İzlekler için Sosyal Medya

ınspector clouseau

13 Haziran 2013 Perşembe

Coco: aprona düşen ilk işe alım uzmanı tanesi

14 haz 2012 Perşembe kahramanımız Coco bundan tam 1 yıl önce bugün asfalta düşen cemre taklidi yaptı.


Uçaksız uçan türk apronda uçan Türk apronda düşen Türk İlk uçaksız hava aracı Coco

hah yine muhteşem bir perşembeye başladım,

Yarım yamalak bir uyku sonrasında erken uyandım gün ağarırken bir yandan açtım müziği Mozart requiem in D minor bu gün için gayet uygun, ne sandın? Flight of bumblebee mi çalacaktım.
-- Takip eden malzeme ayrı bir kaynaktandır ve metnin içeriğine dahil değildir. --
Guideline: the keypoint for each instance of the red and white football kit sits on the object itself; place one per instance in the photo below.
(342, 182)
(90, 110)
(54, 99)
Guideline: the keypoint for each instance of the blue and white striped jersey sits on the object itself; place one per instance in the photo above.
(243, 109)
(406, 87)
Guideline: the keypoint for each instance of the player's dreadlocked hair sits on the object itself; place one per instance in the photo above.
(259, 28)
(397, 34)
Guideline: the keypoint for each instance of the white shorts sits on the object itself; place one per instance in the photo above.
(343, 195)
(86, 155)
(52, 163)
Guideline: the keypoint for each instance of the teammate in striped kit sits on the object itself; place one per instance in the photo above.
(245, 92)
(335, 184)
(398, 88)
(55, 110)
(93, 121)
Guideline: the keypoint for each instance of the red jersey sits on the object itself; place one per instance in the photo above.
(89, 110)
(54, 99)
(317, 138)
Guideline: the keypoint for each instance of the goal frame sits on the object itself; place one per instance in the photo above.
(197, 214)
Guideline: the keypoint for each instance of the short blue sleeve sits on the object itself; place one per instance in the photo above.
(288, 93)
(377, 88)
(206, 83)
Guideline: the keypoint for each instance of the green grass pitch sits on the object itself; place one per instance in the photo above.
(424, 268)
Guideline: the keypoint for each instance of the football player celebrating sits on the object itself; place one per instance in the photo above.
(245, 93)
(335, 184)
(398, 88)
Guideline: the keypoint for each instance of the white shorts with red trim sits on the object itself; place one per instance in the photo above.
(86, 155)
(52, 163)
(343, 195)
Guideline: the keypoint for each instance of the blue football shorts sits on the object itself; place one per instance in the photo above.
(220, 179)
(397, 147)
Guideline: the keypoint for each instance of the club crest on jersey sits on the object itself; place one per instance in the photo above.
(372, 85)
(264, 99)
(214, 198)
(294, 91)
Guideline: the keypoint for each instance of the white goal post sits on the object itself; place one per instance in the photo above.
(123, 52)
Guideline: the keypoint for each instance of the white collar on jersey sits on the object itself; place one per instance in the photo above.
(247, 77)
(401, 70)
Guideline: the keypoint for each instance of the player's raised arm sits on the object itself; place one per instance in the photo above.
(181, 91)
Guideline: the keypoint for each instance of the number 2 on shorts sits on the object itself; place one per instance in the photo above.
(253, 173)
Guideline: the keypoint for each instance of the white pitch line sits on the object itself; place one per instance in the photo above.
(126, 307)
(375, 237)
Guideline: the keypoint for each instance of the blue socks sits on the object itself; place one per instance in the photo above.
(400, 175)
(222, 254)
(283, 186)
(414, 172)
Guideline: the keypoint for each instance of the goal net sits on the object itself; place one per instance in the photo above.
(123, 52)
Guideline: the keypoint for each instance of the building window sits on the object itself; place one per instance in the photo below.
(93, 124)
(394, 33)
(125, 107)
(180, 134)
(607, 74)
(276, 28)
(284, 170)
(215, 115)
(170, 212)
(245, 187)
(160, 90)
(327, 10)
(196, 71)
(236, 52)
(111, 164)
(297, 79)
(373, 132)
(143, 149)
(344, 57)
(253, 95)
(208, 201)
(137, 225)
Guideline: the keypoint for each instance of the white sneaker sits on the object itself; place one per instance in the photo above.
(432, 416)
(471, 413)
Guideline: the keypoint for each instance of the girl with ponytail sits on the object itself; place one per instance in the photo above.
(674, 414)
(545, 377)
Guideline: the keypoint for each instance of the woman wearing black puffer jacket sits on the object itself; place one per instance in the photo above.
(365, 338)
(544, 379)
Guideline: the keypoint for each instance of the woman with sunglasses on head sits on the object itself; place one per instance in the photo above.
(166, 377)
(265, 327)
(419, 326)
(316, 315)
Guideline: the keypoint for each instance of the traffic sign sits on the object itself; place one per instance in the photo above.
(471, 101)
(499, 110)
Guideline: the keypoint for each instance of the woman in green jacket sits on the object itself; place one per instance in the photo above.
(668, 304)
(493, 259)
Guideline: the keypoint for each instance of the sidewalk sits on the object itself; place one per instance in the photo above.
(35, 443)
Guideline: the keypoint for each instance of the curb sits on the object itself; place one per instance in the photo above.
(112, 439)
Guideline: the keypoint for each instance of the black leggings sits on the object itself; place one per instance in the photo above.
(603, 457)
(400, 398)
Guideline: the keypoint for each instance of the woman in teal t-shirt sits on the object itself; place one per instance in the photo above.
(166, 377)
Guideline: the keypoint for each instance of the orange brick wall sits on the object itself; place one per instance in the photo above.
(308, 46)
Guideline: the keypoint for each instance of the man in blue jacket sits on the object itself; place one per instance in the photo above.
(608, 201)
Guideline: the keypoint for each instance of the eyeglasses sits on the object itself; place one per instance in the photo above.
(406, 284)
ankara vardı bugün, yani mordor, mordor'a gidiyorum enerjik başlasın bari bugün dedim, Kutlu'nun doğum günüydü sabahtan kutladım.

Hemen hemen her gün havaalanı kullanmışlığım olduğundan hangi günler yoğun hangi şehirden dönüşte körüğe yanaşmayacak falan istatiklerim var benim. Mesela perşembe halk günü sabiha gökçen'de yine, kalabalık kalabalık,
hayret pegasus erkenden almış herkesi, son çağrı falan diyor, millet binmiş bus'a ben kalmışmıyım assolist gibi en sona, uyuzumdur böyle son dakika gelen tiplere ki ben dakik bir insanım. Pasaport kontrolünden sonra aeh evet canım mordor'a giderken ork diyarı için pasaport kontrolü yapılıyor, çıktım kapıdan.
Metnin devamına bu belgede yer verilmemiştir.